Selon Sabine van Wesemael, Littell pour la caractérisation de Max Aue s’est principalement fondé sur les analyses de Klaus Theweleit telles qu’énoncées dans son ouvrage Männerphantasien où il s’efforce à définir la structure mentale d’une personnalité fasciste, ce qu’elle démontre avec force citations.

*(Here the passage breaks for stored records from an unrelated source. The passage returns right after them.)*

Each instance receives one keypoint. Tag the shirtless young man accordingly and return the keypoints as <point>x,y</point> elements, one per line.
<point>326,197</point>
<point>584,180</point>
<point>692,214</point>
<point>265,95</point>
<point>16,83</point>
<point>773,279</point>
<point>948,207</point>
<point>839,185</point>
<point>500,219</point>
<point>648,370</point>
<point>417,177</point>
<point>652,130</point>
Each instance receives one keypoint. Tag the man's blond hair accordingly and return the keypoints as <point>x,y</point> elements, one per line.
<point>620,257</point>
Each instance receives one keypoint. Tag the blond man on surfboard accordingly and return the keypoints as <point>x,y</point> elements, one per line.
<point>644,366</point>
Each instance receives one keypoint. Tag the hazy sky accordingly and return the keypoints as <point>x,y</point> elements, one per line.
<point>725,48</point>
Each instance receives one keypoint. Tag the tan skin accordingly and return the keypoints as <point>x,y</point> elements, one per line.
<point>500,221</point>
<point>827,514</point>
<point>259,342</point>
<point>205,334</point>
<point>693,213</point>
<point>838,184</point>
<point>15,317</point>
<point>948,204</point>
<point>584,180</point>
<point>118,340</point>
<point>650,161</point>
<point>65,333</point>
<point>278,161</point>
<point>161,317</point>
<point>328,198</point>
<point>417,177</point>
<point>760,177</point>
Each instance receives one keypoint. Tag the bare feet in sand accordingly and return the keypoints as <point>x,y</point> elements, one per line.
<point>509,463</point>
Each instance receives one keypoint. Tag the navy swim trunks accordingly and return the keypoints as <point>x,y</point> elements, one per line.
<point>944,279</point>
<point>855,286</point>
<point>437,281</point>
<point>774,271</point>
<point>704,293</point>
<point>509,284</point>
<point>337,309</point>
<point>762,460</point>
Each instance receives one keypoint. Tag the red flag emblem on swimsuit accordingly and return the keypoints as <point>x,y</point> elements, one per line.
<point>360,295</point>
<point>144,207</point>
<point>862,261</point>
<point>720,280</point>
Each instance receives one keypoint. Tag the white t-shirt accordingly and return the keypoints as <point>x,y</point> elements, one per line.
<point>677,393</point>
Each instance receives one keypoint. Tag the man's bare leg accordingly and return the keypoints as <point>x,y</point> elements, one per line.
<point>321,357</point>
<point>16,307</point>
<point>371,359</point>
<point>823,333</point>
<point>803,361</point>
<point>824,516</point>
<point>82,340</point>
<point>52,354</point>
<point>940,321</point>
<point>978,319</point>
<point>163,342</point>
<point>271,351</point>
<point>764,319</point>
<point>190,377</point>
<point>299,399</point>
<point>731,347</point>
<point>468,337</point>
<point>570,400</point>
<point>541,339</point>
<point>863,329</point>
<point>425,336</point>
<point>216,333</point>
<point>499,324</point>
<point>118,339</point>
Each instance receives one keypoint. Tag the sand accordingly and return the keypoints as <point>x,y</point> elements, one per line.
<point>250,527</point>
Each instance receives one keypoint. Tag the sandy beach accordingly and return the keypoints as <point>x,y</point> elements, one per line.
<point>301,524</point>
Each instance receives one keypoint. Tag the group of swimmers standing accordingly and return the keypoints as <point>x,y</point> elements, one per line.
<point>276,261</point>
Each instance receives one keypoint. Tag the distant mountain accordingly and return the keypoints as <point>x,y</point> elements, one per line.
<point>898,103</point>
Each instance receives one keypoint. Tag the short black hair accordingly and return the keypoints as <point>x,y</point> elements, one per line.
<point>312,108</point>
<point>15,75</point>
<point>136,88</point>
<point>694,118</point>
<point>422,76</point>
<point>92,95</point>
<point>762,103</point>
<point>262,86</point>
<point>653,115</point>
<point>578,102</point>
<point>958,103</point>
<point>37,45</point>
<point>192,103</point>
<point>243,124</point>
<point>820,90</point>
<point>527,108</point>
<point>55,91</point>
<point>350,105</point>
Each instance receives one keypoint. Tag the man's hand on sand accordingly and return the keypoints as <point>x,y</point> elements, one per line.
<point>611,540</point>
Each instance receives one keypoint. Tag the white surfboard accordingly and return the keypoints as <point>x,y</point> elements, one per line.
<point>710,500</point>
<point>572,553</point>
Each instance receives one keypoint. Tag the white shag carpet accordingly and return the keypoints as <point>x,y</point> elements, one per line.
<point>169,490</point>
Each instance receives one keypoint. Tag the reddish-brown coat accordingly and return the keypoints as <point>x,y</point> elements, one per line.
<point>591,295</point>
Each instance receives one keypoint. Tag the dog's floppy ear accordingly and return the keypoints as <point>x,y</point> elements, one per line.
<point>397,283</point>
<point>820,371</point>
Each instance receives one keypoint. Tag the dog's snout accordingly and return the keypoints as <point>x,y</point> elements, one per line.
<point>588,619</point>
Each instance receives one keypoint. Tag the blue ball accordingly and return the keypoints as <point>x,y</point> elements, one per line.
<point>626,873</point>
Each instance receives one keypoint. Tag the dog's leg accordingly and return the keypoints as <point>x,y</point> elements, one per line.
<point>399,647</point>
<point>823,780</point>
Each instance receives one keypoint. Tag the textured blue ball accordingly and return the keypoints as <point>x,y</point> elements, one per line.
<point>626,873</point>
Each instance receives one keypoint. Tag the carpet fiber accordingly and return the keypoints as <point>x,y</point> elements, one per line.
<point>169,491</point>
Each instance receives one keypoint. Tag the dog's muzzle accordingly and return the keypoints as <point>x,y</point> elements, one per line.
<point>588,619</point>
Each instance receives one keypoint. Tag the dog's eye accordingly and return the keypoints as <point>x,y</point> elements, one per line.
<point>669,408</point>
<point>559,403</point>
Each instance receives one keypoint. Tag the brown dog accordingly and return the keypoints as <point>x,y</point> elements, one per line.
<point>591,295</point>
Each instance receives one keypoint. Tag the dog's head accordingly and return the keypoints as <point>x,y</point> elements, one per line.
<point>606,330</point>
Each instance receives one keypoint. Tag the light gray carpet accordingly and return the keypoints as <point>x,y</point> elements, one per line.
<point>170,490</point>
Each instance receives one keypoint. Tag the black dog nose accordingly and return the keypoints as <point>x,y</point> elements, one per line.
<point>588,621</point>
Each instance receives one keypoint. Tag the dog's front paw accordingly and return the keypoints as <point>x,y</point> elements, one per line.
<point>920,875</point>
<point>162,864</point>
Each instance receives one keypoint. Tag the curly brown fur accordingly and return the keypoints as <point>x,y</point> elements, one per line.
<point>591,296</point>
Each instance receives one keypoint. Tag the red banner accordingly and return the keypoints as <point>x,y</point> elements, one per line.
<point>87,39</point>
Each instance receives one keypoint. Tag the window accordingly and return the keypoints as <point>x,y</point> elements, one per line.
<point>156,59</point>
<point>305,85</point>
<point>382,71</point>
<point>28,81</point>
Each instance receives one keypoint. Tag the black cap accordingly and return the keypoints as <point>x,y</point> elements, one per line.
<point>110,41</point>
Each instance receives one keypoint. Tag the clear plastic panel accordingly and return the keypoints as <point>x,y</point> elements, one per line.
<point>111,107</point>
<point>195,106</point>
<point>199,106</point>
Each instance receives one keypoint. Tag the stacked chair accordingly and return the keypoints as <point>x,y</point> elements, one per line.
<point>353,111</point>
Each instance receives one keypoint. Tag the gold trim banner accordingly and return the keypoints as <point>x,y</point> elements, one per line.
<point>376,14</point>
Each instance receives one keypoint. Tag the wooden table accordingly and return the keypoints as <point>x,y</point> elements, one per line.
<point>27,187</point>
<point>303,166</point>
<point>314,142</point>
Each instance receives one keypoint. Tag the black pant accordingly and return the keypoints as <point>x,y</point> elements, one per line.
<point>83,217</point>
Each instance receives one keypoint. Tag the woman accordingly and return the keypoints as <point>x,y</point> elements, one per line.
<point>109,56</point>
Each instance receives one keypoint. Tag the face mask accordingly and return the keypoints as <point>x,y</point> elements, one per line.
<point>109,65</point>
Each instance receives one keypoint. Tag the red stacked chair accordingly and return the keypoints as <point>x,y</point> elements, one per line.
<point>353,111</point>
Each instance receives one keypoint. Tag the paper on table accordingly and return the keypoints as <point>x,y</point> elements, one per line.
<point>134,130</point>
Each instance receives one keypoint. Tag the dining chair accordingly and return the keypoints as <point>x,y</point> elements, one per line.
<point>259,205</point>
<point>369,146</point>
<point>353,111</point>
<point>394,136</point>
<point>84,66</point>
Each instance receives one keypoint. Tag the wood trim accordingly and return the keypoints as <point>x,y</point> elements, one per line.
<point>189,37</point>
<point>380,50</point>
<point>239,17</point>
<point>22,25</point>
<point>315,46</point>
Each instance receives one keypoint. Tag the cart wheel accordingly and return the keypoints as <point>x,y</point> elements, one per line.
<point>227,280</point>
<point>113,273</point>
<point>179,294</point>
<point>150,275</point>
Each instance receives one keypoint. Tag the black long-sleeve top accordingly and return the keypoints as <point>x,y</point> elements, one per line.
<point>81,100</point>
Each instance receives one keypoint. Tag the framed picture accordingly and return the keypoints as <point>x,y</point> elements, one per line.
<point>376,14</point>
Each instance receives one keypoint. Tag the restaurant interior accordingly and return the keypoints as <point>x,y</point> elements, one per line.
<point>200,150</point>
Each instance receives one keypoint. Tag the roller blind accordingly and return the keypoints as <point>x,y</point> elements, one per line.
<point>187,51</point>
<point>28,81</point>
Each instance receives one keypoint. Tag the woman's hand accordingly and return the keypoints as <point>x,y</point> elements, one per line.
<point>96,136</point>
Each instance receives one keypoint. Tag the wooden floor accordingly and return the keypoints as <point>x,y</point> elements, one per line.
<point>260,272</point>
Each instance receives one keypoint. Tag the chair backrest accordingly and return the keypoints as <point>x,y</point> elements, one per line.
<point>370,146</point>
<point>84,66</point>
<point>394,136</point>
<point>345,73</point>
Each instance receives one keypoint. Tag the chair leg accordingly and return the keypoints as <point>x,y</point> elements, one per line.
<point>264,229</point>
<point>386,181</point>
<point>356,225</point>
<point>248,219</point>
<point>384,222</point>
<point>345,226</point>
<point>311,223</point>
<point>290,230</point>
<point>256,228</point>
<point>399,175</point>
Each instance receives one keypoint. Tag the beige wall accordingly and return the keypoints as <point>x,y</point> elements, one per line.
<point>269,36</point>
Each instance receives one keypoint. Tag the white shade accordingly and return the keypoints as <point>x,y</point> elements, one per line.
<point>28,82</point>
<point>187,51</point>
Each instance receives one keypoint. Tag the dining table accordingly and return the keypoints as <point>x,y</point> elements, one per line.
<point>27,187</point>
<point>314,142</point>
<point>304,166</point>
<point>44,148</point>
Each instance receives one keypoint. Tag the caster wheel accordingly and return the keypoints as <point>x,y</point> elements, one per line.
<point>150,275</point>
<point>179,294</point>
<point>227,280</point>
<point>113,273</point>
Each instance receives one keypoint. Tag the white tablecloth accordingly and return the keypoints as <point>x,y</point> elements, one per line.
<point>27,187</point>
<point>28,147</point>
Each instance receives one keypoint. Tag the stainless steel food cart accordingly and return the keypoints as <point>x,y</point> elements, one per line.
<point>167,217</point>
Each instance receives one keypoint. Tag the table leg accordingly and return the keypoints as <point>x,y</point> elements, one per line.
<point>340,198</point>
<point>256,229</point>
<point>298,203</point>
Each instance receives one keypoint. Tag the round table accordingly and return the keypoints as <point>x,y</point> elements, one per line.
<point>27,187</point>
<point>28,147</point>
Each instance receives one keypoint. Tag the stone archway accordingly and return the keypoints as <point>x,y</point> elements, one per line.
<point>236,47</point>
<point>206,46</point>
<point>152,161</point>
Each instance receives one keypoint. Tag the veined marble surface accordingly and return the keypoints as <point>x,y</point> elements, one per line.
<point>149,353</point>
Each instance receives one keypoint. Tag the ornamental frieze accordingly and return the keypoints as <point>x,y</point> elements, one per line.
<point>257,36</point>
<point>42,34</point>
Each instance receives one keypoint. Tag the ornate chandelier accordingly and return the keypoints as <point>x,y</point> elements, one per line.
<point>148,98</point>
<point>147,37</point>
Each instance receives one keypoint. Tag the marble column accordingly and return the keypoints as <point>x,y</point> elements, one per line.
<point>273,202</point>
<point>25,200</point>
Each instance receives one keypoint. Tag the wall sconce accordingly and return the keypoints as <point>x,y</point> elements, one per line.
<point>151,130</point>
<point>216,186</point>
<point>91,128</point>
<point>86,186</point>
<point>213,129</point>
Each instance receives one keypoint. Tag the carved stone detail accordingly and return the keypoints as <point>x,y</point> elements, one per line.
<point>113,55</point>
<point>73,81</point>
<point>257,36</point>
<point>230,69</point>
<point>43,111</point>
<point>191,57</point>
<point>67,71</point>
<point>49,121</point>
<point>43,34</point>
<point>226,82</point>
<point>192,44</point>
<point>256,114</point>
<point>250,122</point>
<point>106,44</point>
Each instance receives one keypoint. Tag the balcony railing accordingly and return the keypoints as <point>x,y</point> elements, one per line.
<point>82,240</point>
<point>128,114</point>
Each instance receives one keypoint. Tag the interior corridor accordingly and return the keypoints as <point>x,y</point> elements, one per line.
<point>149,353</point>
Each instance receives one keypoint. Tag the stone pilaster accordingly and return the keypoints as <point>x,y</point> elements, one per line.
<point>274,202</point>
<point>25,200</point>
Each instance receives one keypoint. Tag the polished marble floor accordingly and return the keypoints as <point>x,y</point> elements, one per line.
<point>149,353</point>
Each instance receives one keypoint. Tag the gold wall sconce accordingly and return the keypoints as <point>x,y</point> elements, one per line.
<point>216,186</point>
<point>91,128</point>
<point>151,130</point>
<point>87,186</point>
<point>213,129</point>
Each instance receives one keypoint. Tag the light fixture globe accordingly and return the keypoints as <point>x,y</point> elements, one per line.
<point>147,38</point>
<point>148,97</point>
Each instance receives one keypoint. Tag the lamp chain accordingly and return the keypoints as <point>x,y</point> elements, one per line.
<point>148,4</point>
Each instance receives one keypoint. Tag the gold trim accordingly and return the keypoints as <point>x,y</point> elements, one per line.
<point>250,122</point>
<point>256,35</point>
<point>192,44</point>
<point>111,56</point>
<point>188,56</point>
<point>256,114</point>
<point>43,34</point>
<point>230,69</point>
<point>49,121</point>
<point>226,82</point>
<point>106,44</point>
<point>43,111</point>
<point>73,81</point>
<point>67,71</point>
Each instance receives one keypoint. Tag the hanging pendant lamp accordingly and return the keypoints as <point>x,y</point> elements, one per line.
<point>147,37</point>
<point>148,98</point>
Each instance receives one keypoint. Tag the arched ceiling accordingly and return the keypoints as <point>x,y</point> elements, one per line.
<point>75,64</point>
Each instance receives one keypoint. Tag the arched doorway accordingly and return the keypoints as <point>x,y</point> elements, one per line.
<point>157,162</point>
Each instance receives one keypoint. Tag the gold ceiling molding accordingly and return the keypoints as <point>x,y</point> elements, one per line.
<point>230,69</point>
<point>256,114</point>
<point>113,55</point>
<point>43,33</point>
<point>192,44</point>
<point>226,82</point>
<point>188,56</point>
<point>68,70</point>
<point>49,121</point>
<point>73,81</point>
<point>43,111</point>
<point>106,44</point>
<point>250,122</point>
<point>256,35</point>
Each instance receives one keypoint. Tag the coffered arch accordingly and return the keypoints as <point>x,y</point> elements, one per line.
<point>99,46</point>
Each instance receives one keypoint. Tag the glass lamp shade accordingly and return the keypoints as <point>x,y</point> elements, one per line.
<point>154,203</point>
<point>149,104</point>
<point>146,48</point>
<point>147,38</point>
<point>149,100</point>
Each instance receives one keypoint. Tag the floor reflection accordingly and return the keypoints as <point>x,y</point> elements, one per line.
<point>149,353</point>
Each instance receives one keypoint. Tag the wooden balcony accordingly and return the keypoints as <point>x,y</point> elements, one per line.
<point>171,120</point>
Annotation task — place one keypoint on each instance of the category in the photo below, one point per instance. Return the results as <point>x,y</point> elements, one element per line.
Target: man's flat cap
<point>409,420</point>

Établir un lien entre les troubles à la fois psychiques et somatiques qui affligent le narrateur et l’antisémitisme virulent des Allemands est le but de Helena Duffy qui pour ce faire remet en question l’écart entre les convictions politiques de Aue, son érudition, son esprit déjanté aux pulsions perverses le torturant ainsi que les crimes dont il se rend coupable ; rechercher le rapprochement entre le matricide et la solution finale, deux crimes enracinés dans l’abjection. Une lecture kristevienne du roman de Littell permet de déceler le flirt dangereux de l’auteur avec l’abject.